New Holiday: Pesach Shiny

While Jews round the world will be observing Pesach Sheni, AsAJews have decided to make their own holiday to supersede it. Instead of Pesach Sheni, the second chance taken by Jews who may have missed observing certain parts of Pesach and to otherwise grow and improve by others, AsAJews have dedicated this day to the opening of their individual Tzaddik Boxes.

A Tzaddik Box, coined by AsAJew Dru Saymor, prospective Tikkun Olamist Rabbi, is in his words, “like a tzedakah box because the names have the same root.” The idea is that every time one does something that one knows is good down in their gut, they take something shiny, a piece of mirror, a sparkle, part of their grandma’s jewelry, what have you, and they deposit it in their personal Tzaddik Box. On Pesach Shiny, they then dump out all the shinies, glue them to a poster, hold it up, and take pride in the tzaddik staring back at them. But it doesn’t stop there! Then those part of the movement (sponsored in no small part by ASSPAC, AntiSemiteSPAC) will post photos of their reflections to social media and make lawn signs of their creations.

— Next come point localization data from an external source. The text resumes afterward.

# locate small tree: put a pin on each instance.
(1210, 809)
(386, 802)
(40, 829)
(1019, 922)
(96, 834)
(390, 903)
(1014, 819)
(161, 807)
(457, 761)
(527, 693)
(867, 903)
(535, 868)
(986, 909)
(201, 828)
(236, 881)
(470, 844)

“The idea behind it is feeling, raw feeling,” Saymore said. “If you know in your gut that what you’re doing is right, you don’t let anyone tell you you’re wrong, not even the people you’re helping. It’s a matter of your destiny.”

So will the originator and organizers behind the Tzaddik Box make like Colel Chabad with its pushkas and mail free supplies for all who wish to participate or even those who don’t have access to many shinies or supplies? “No. That’s part of the work. The more righteous you are, the more shinies you’ll have.”

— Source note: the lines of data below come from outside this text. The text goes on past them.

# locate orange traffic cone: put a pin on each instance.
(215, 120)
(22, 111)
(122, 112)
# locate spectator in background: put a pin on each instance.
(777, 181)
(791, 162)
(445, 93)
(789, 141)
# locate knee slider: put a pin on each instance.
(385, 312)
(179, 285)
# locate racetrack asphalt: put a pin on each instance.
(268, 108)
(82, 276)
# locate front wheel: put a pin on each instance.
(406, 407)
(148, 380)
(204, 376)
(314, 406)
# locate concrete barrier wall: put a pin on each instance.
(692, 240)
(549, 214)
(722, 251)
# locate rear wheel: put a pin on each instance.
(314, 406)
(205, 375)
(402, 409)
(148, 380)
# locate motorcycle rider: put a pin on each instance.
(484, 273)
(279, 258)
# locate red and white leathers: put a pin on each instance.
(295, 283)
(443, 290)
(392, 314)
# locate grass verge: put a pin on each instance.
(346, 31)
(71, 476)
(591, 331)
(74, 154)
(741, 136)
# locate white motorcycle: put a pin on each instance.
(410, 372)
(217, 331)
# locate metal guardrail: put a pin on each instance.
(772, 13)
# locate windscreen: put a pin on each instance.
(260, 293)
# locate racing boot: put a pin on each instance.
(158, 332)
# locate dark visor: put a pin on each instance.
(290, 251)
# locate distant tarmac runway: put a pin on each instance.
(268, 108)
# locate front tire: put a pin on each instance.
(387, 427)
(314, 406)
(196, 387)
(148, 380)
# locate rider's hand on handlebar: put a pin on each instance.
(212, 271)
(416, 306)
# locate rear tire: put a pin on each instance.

When asked where his inspiration came, Saymore did not hold back: “There’s nothing out there that encourages value of the self in justice. Nothing. It’s horrendous. It’s even looked down upon as self-centering when you post a photo of you doing charity beautifully. The Tzaddik Box is there to remind us that we who do charity are the beautiful ones no matter what social media and religion tell us about being ‘humble.’ Humbleness rhetoric is ageist repressionistic suppressionism. Less modern forms of Judaism are just trying to hold people down with their encouragement of self-abnegativity. Anyone can be a tzaddik. Anyone. That’s what we’re moving towards in Tikkun Olamism: others call us AsAJews only because we’re so righteous we have to shield ourselves with our heritage. We’re the tzaddiks and we have to show them and the world that, Jewish or not.”

Upward comet emoji filtered to have blue, red, orange, and yellow colors.

The previous is parody/satire. No person, group, philosophy, or idea is represented.